Sega's bid to buy Relic remains a proposal for now, pending approval by a U.S. bankruptcy court judge. ZeniMax Media, parent company of Bethesda Softworks and id Software, has submitted a backup bid of $26.3 million, in case Sega's offer doesn't go through. The auction began yesterday and concluded today, with THQ's brands up for bidding from publishers large and small.
"We expect that most employees of the entities included in the sale will be offered employment by the new owners," reads the letter from THQ CEO Brian Farrell and president Jason Rubin. Kyle Berndt, a developer at Relic, tweeted, "I now work for Sega. Neat," earlier this afternoon. The THQ executives cautioned that the studios' new owners may have different plans, including reducing staff.
If the bankruptcy proceedings play out as listed in the letter, THQ will no longer exist as a company, according to Farrell and Rubin.
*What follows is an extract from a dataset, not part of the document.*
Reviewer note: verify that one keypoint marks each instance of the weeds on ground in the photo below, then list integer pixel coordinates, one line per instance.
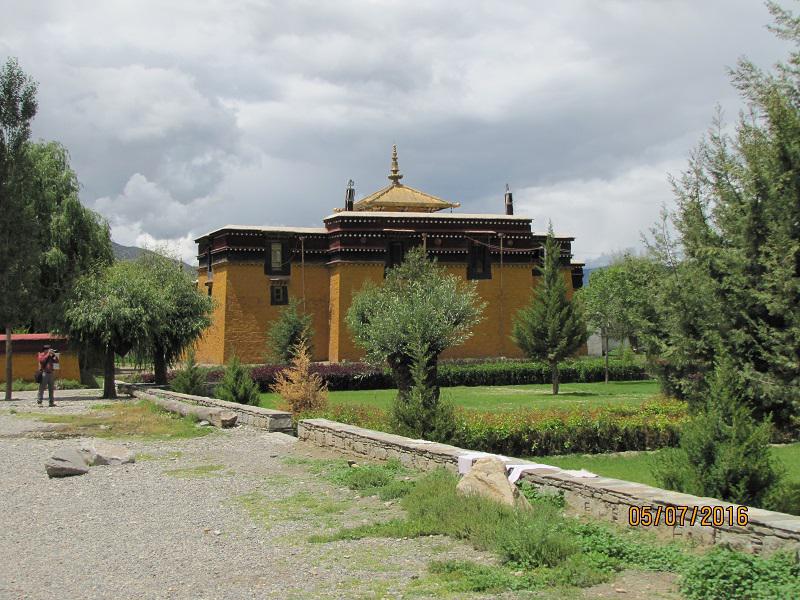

Relic primarily develops strategy games on PCs and consoles, including critically acclaimed recent titles like Warhammer 40,000: Dawn of War 2 and Company of Heroes, the latter of which is set to receive a sequel this spring. The studio also has a project codenamed "Atlas" in development and scheduled for release in 2014, according to THQ's bankruptcy filing.
An auction summary filed with the federal bankruptcy court in Delaware indicates that the acquisition of Relic would cover the studio and the Company of Heroes IP. The fate of the Warhammer 40,000 series — the rights for which are licensed from their owner, Games Workshop — remains unknown at this time.
"I now work for Sega. Neat"
Sega's current portfolio includes the Total War strategy games developed by The Creative Assembly. Last month, the publisher announced a licensing agreement with Games Workshop for a new team at The Creative Assembly to develop games set in the Warhammer universe; the first one is set for release sometime after 2013.
"It has been our privilege to work alongside the entire THQ team," Farrell and Rubin said. "While the company will cease to exist, we are heartened that the majority of our studios and games will continue under new ownership."
We're reporting live from the hearing and will continue to bring you updates on the story as they come in.
Update: A Sega representative told Polygon, "We have no comment at this time."